Sabah Sabet, Mardi, 06 novembre 2012

Malgré l’interdiction des autorités et les hauts préparatifs sécuritaires, l’opposition est parvenue à se réunir massivement pour protester contre un amendement de la loi électorale.

Pour la troisième fois en deux semaines, l’opposition a pu réunir dimanche dernier de nombreux manifestants dans la capitale. Pari réussi : malgré l’interdiction des autorités et les menaces répétées par le ministre de l’Intérieur d’empêcher la manifestation au besoin par la force, des milliers de personnes ont manifesté à l’appel de l’opposition à Koweït City. La police et les forces spéciales avaient établi un véritable cordon (des centaines d’hommes, des véhicules blindés) pour isoler le site prévu à l’origine pour la manifestation. Qu’à cela ne tienne, les organisateurs ont prévenu tout le monde par Twitter : « Rendez-vous à Mishref, 20 kilomètres au sud de la capitale ». La police, immédiatement, a fermé la plupart des voies d’accès, mais plusieurs milliers de manifestants ont quand même réussi à s’y rendre. L’opposition avait appelé ses partisans à ne pas recourir à la violence même si les forces de sécurité les attaquaient. « Nous resterons pacifiques quel qu’en soit le coût (...). La marche pacifique est un devoir, une promesse et un engagement », ont annoncé les organisateurs sur leur compte Twitter, la veille des manifestations. L’une des figures de l’opposition, Mussallam Al-Barrak, a même demandé samedi soir à ses sympathisants de « livrer à la police » ceux qui auraient recours à la violence. Pour sa part, la police a utilisé des pistolets paralysants et des gaz lacrymogènes, pour disperser les manifestants. Des activistes ont dénoncé des arrestations parmi les manifestants, mais sans faire état de blessés.

En fait, ces deux dernières semaines, les forces de l’ordre ont fait usage de gaz lacrymogènes pour disperser plusieurs dizaines de manifestants lors de deux rassemblements, donnant lieu à des heurts dans lesquels plus de 130 protestataires et 16 policiers ont été blessés.

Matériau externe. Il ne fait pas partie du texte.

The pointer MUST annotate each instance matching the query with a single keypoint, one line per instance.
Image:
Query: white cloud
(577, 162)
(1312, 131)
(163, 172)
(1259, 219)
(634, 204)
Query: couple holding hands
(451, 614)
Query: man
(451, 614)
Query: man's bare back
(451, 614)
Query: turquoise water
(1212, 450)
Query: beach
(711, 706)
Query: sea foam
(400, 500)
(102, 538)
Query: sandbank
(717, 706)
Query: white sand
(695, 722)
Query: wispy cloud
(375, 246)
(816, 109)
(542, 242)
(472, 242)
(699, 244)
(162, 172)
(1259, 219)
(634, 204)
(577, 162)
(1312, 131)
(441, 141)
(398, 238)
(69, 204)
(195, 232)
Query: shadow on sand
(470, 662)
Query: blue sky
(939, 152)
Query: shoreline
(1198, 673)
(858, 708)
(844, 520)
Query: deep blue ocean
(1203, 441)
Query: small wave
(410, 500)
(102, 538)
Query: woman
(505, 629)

L’opposition avait organisé ces dernières manifestations pour protester contre un amendement de la loi électorale, approuvé le 19 octobre par l’émir du Koweït, cheikh Sabah Al-Ahmad Al-Sabah, et qui pourrait, selon elle, favoriser une manipulation des résultats des élections anticipées, convoquées pour le 1er décembre.
L’opposition, composée d’islamistes, de nationalistes et de libéraux, avait remporté les élections parlementaires de février, mais la Cour constitutionnelle a annulé ce scrutin en juin et a rétabli l’ancien Parlement favorable au gouvernement.

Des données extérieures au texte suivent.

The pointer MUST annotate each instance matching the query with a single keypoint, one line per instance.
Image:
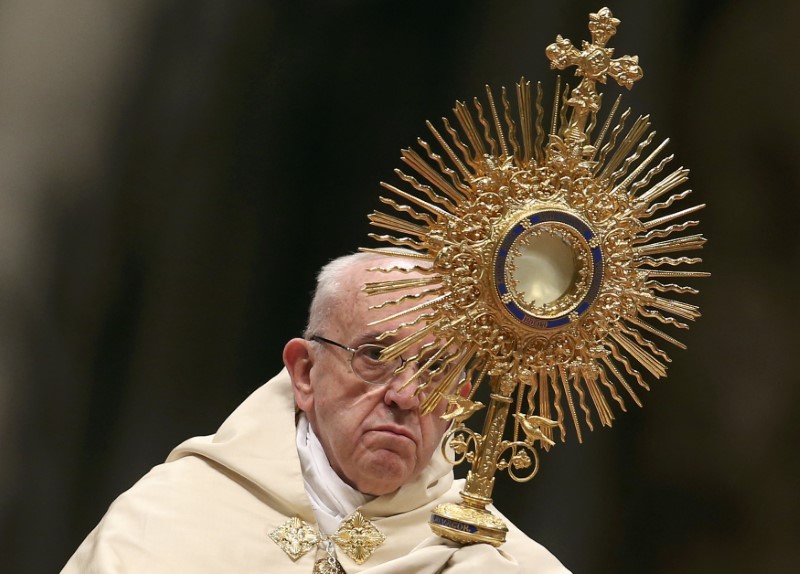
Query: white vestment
(210, 507)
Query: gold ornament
(357, 537)
(295, 537)
(547, 255)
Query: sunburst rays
(495, 174)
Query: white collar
(332, 499)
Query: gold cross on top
(594, 61)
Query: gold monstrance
(547, 255)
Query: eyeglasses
(365, 362)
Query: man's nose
(402, 390)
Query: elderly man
(329, 467)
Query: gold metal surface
(295, 537)
(357, 537)
(547, 246)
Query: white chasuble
(210, 509)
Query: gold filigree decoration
(502, 201)
(295, 537)
(357, 537)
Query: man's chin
(385, 472)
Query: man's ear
(298, 361)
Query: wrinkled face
(373, 435)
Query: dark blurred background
(173, 173)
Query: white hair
(333, 278)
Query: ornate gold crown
(545, 255)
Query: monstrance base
(466, 524)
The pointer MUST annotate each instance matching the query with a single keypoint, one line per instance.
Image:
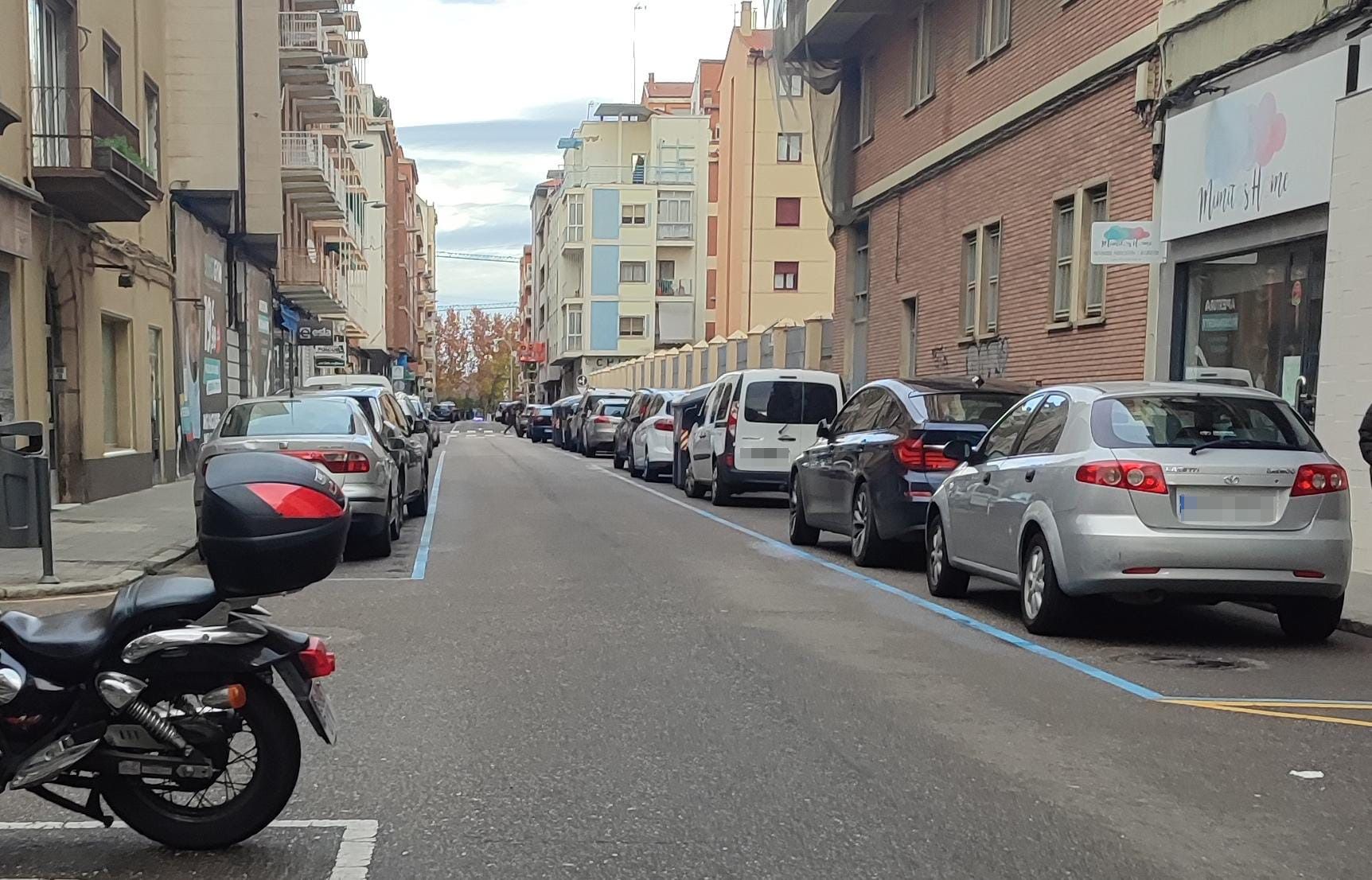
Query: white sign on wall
(1123, 244)
(1256, 153)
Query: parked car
(540, 422)
(686, 413)
(600, 424)
(652, 447)
(1148, 491)
(587, 407)
(633, 415)
(563, 410)
(756, 422)
(335, 434)
(390, 421)
(875, 466)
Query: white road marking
(352, 862)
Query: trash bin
(24, 485)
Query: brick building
(974, 144)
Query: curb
(103, 584)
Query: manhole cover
(1190, 661)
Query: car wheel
(867, 546)
(801, 534)
(944, 580)
(719, 494)
(1309, 621)
(692, 487)
(1044, 608)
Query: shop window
(1254, 320)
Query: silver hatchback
(1148, 493)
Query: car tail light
(1319, 480)
(297, 502)
(318, 660)
(915, 455)
(333, 462)
(1133, 476)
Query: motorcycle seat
(64, 646)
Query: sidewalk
(106, 544)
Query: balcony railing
(87, 157)
(302, 33)
(310, 176)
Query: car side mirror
(961, 451)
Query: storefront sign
(1256, 153)
(313, 332)
(1123, 244)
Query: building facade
(618, 242)
(773, 231)
(966, 151)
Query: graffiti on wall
(987, 360)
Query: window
(910, 310)
(1000, 440)
(992, 29)
(788, 212)
(785, 276)
(114, 350)
(113, 73)
(574, 328)
(866, 103)
(1098, 202)
(1078, 286)
(981, 280)
(922, 59)
(153, 127)
(1065, 251)
(1046, 430)
(575, 217)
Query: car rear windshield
(1186, 421)
(973, 407)
(276, 419)
(789, 402)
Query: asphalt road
(600, 679)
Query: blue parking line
(422, 557)
(995, 633)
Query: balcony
(310, 177)
(313, 282)
(676, 288)
(87, 158)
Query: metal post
(45, 519)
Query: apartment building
(705, 103)
(773, 229)
(618, 242)
(974, 146)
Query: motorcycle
(164, 703)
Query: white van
(755, 422)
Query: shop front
(1245, 210)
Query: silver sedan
(1148, 493)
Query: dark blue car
(873, 470)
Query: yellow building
(774, 258)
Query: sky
(481, 89)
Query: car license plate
(323, 711)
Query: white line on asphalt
(352, 862)
(995, 633)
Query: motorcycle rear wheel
(251, 809)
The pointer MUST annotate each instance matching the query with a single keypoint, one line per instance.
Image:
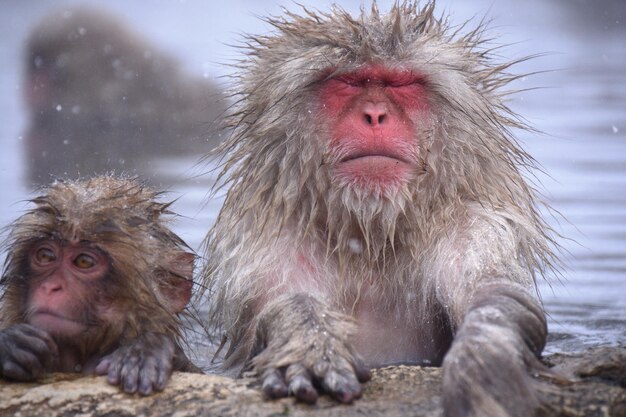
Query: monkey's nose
(374, 114)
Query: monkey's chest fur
(388, 334)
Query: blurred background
(75, 81)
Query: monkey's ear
(177, 285)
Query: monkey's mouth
(55, 323)
(379, 169)
(376, 157)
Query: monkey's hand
(489, 369)
(303, 347)
(25, 352)
(142, 365)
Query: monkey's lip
(55, 323)
(373, 156)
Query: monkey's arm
(25, 352)
(497, 345)
(142, 365)
(500, 327)
(300, 344)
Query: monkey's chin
(56, 324)
(374, 173)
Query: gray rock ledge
(595, 386)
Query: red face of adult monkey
(377, 214)
(93, 282)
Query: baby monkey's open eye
(85, 261)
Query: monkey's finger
(274, 384)
(149, 376)
(113, 370)
(344, 387)
(12, 370)
(164, 372)
(361, 371)
(129, 374)
(300, 384)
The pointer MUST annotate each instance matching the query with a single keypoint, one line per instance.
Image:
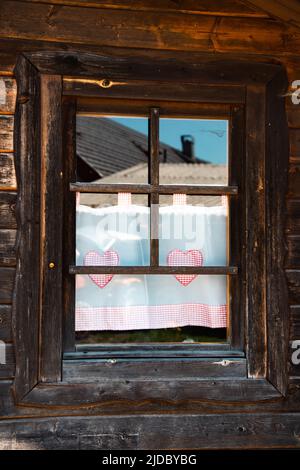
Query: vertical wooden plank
(255, 232)
(277, 164)
(154, 180)
(51, 229)
(237, 228)
(25, 315)
(8, 91)
(69, 222)
(7, 172)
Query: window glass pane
(193, 151)
(135, 303)
(193, 230)
(112, 149)
(112, 230)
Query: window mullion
(154, 182)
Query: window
(51, 94)
(151, 303)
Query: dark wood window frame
(252, 94)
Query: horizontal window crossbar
(173, 270)
(209, 190)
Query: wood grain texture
(130, 369)
(218, 431)
(143, 89)
(294, 181)
(6, 133)
(156, 65)
(8, 92)
(202, 7)
(293, 216)
(8, 210)
(7, 172)
(7, 277)
(293, 278)
(7, 370)
(276, 168)
(118, 28)
(5, 323)
(161, 391)
(69, 220)
(26, 307)
(51, 233)
(256, 342)
(294, 135)
(7, 247)
(295, 323)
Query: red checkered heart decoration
(109, 258)
(185, 258)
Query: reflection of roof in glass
(109, 147)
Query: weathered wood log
(295, 323)
(7, 172)
(7, 247)
(7, 277)
(7, 370)
(7, 210)
(6, 133)
(192, 32)
(8, 91)
(293, 278)
(5, 323)
(202, 7)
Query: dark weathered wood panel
(293, 113)
(130, 369)
(157, 65)
(293, 217)
(293, 252)
(69, 221)
(6, 133)
(51, 233)
(7, 172)
(277, 164)
(25, 306)
(7, 210)
(123, 29)
(295, 323)
(202, 7)
(116, 393)
(8, 91)
(7, 247)
(294, 136)
(255, 260)
(11, 48)
(293, 277)
(5, 323)
(7, 277)
(294, 181)
(7, 370)
(143, 89)
(191, 431)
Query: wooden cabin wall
(151, 28)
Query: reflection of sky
(210, 135)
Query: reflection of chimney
(188, 146)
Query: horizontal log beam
(210, 190)
(128, 270)
(120, 28)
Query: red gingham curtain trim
(150, 317)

Par ailleurs, les dirigeants de l’opposition insistent sur le fait qu’ils ne veulent pas nuire à la famille régnante des Al-Sabah et ont réaffirmé leur loyauté à l’émir vendredi, tout en lui demandant de nouveau de retirer l’amendement controversé.

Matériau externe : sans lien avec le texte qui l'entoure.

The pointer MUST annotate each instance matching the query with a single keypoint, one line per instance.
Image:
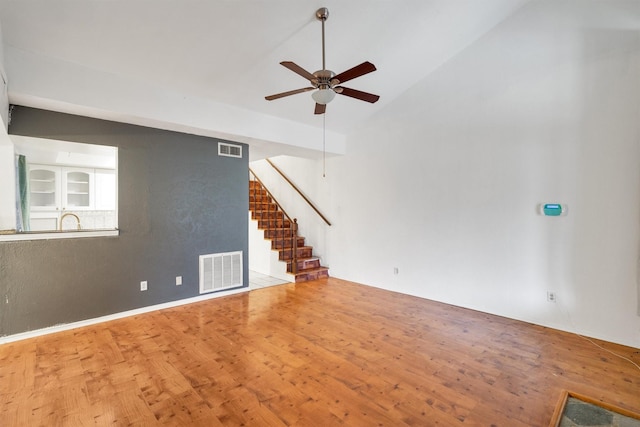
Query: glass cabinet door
(78, 189)
(44, 190)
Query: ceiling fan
(325, 82)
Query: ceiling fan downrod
(322, 15)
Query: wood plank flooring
(321, 353)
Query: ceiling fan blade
(363, 96)
(357, 71)
(299, 70)
(291, 92)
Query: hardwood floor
(321, 353)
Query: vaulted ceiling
(205, 66)
(172, 63)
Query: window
(60, 187)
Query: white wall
(7, 172)
(445, 182)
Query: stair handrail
(293, 226)
(299, 192)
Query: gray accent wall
(177, 200)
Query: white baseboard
(102, 319)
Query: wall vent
(220, 271)
(229, 150)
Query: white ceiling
(228, 52)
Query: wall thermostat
(553, 209)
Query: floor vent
(220, 271)
(229, 150)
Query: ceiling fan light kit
(325, 83)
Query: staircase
(277, 228)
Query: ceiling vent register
(229, 150)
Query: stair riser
(267, 215)
(303, 265)
(285, 254)
(278, 230)
(263, 206)
(264, 224)
(286, 243)
(277, 233)
(260, 199)
(305, 277)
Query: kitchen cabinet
(60, 188)
(54, 190)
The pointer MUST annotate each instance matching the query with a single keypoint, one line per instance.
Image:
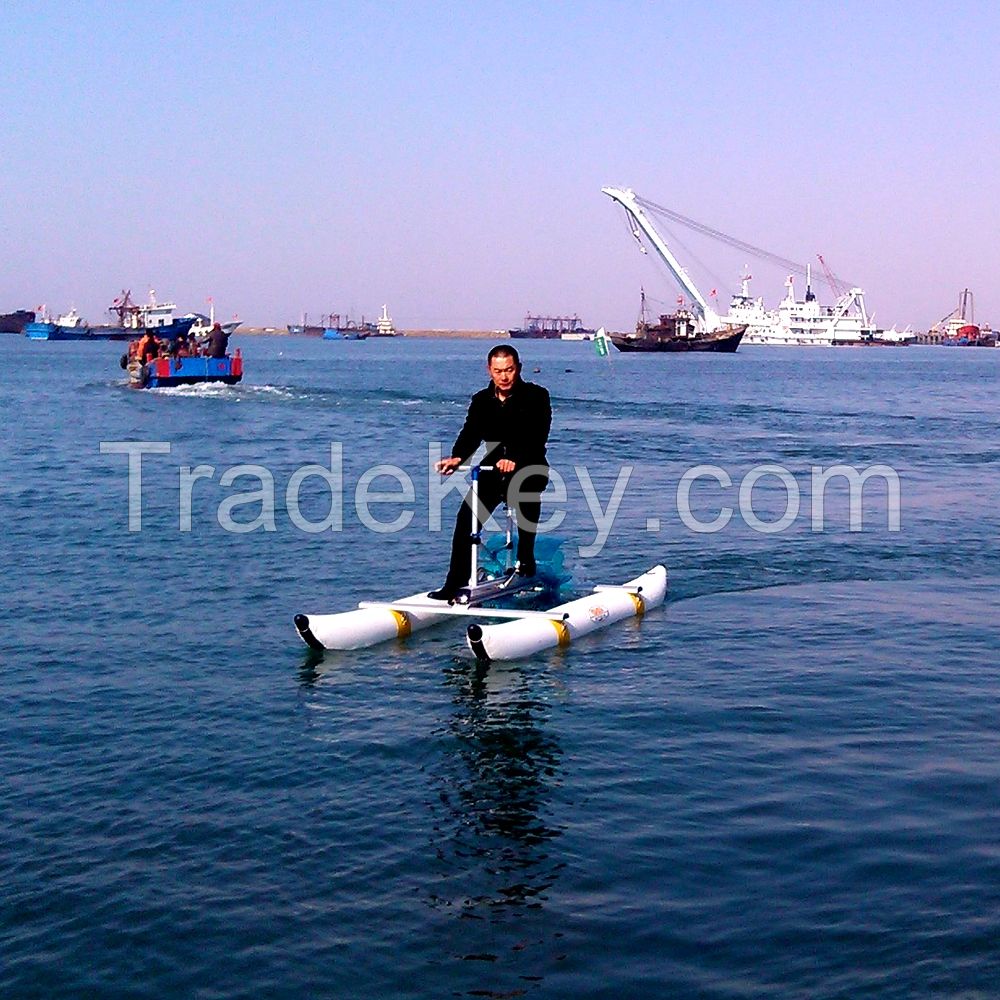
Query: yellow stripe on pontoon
(402, 623)
(562, 630)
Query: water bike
(522, 632)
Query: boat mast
(626, 198)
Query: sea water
(784, 783)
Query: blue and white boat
(162, 373)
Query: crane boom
(627, 199)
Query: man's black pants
(492, 490)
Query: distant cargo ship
(795, 322)
(133, 321)
(16, 321)
(551, 328)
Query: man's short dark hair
(503, 350)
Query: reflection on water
(495, 785)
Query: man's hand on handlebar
(447, 465)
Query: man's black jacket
(517, 429)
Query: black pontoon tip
(475, 634)
(302, 625)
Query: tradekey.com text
(254, 506)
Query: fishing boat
(345, 328)
(203, 325)
(162, 373)
(132, 321)
(959, 328)
(678, 331)
(551, 328)
(383, 325)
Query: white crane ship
(795, 322)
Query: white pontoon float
(524, 632)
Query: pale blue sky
(447, 158)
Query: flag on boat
(601, 343)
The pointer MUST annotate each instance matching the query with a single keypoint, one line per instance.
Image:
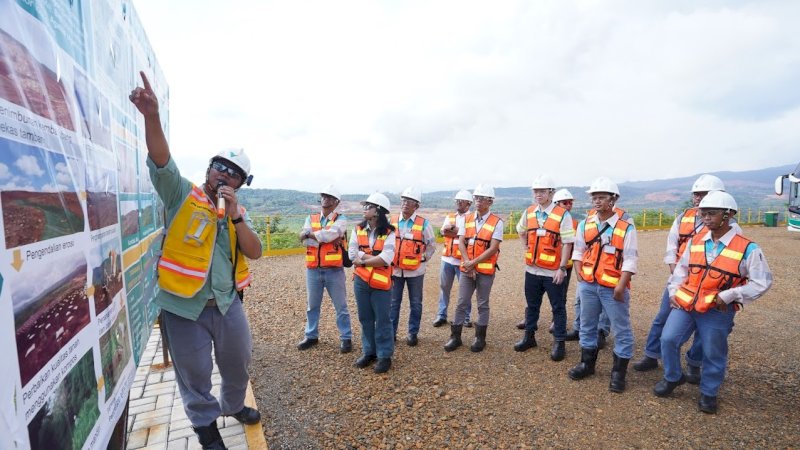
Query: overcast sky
(375, 95)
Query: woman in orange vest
(720, 271)
(372, 248)
(479, 243)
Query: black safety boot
(455, 338)
(559, 351)
(528, 341)
(663, 388)
(645, 364)
(480, 338)
(586, 366)
(618, 372)
(209, 437)
(692, 374)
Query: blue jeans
(595, 299)
(604, 324)
(652, 348)
(414, 300)
(376, 324)
(535, 288)
(333, 280)
(447, 274)
(713, 328)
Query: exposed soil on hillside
(504, 399)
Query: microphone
(220, 201)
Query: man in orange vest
(606, 251)
(323, 234)
(546, 231)
(451, 255)
(719, 272)
(415, 244)
(201, 268)
(479, 242)
(686, 225)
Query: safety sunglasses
(230, 171)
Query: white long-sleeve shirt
(753, 267)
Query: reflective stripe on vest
(189, 245)
(480, 242)
(451, 244)
(327, 254)
(546, 247)
(603, 263)
(375, 277)
(409, 251)
(705, 280)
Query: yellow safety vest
(189, 244)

En outre, et dans ce qui semble être une médiation pour sortir de la crise, l’émir cheikh Sabah Al-Ahmad Al-Sabah a rencontré tard dimanche quatre figures de l’opposition, dont deux anciens députés islamistes. C’est la première rencontre entre l’émir et l’opposition depuis le début de la crise il y a quelques semaines.
L’ancien député Mohammad Hayef a indiqué sur Twitter que l’émir leur avait dit qu’il acceptait toute décision que rendrait la Cour constitutionnelle sur l’amendement de la loi électorale, à l’origine de la crise actuelle. Rien n’est réglé pour autant, puisqu’en février dernier, lorsque l’opposition a remporté les élections générales, c’est cette même Cour constitutionnelle qui a annulé le vote et a réinstallé le Parlement précédent, pro-gouvernemental. Par ailleurs, si ces élections ont bien lieu le 1er décembre prochain, ce sera la cinquième fois depuis 2006, et donc la deuxième fois depuis le début de l’année 2012, après les législatives de février, que les Koweïtiens choisissent leurs députés.